Après avoir consolidé mes acquis sur Docker Compose, j’ai voulu franchir un cap et expérimenter l’orchestration de conteneurs avec Kubernetes en conditions réelles.
Plutôt qu’un cluster Kubernetes complet, trop lourd pour une machine unique, j’ai déployé K3s (la distribution légère certifiée CNCF de Rancher) afin d’héberger mes applications personnelles (portfolio, documentation, hub) et de mettre en œuvre une véritable démarche GitOps avec ArgoCD.
Comment fonctionne le déploiement automatique (GitOps)
Choix d’architecture et composants
1. K3s : Kubernetes allégé pour la production
K3s regroupe les composants essentiels de Kubernetes dans un binaire unique de moins de 100 Mo. Il remplace etcd par SQLite pour les installations mono-nœud tout en conservant 100% de compatibilité avec l’API Kubernetes standard.
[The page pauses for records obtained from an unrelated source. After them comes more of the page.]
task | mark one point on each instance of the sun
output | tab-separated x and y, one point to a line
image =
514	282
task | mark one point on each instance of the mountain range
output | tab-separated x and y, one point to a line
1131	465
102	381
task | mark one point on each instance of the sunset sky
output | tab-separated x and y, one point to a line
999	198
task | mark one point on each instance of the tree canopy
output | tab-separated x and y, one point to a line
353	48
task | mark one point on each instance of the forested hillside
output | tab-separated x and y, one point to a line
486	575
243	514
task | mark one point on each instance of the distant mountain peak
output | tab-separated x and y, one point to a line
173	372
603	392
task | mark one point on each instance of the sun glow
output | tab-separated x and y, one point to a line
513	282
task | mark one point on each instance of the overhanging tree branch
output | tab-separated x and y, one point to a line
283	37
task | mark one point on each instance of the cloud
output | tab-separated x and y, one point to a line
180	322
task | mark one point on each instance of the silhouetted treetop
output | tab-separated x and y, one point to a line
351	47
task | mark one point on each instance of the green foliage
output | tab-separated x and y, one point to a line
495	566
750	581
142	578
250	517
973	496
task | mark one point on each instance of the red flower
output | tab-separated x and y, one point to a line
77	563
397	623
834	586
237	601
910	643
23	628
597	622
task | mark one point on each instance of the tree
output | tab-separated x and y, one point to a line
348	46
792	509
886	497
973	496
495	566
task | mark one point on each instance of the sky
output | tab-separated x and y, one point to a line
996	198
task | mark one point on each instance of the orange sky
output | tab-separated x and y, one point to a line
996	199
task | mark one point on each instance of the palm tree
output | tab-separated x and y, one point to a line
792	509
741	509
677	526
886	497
Cela m’a permis d’écrire de véritables manifests (Deployments, Services, ConfigMaps, IngressRoutes) sans consommer inutilement les ressources de la machine.
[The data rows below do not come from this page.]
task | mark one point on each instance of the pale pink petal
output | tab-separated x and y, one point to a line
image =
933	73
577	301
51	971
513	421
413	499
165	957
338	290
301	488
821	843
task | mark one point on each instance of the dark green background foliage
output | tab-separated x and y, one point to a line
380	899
2. Le GitOps avec ArgoCD & Image Updater
Pour éliminer les déploiements manuels avec kubectl apply, j’ai intégré ArgoCD :
- Git comme unique source de vérité : l’état désiré du cluster est intégralement décrit dans mon dépôt Git.
- Réconciliation continue : ArgoCD compare en permanence l’état du cluster avec le dépôt Git et applique immédiatement les changements (dérive de configuration évitée).
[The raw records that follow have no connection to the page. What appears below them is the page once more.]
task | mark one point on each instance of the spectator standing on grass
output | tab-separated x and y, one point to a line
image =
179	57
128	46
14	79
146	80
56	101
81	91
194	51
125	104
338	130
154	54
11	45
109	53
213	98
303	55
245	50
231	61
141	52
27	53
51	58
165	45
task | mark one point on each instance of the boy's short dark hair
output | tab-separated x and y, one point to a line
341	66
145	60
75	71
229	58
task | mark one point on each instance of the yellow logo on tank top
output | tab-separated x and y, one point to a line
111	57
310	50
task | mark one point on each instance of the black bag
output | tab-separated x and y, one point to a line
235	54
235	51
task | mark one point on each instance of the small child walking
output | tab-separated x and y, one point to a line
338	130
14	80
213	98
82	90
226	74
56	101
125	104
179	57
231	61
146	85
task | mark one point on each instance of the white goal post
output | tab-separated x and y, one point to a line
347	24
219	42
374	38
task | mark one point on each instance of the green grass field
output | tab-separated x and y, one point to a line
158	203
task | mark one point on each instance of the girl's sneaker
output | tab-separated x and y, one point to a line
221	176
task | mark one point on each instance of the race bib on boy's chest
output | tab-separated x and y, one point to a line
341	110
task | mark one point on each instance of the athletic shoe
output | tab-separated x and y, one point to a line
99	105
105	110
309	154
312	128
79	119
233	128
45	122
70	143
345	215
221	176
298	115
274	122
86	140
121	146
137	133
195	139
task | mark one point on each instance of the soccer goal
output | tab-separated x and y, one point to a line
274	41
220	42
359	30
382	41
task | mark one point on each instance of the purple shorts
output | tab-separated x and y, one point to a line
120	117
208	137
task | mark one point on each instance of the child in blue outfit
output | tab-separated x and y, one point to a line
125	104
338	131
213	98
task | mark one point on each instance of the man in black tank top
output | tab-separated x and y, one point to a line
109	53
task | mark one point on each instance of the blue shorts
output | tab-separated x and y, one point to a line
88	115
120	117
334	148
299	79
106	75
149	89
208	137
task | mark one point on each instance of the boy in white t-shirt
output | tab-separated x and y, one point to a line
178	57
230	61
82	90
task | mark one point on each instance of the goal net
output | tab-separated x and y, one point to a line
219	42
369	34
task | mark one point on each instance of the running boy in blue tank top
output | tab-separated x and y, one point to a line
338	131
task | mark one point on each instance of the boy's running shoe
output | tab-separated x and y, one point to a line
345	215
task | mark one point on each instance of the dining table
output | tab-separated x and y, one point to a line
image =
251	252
- ArgoCD Image Updater : dès qu’un workflow GitHub Actions compile et pousse une nouvelle image de conteneur sur le registre (GHCR), Image Updater détecte le changement et met à jour les pods en rolling update sans interruption de service.
3. Ingress Traefik et certificats SSL
Traefik est déployé comme contrôleur d’Ingress natif. Il gère le routage vers les services internes du cluster, applique les en-têtes de sécurité et renouvelle automatiquement les certificats TLS Let’s Encrypt.
4. Réseau privé et accès d’administration avec Tailscale
Pour ne pas exposer sur Internet les interfaces sensibles (console web d’ArgoCD, métriques Grafana), j’ai intégré le nœud dans un réseau maillé privé via Tailscale. Cela me permet d’administrer le cluster à distance de manière chiffrée sans ouvrir de ports sur le pare-feu.
Bilan et enseignements
Ce projet a été une étape clé dans ma montée en compétences DevOps :
- Maîtrise concrète des objets Kubernetes et de la logique de pods, services et ingress.
- Mise en place d’un cycle de vie logiciel automatisé de bout en bout (du
git pushà la production sans action manuelle). - Compréhension des avantages et des limites de Kubernetes sur un nœud unique, ce qui m’a guidé vers l’architecture hybride actuelle de mon homelab.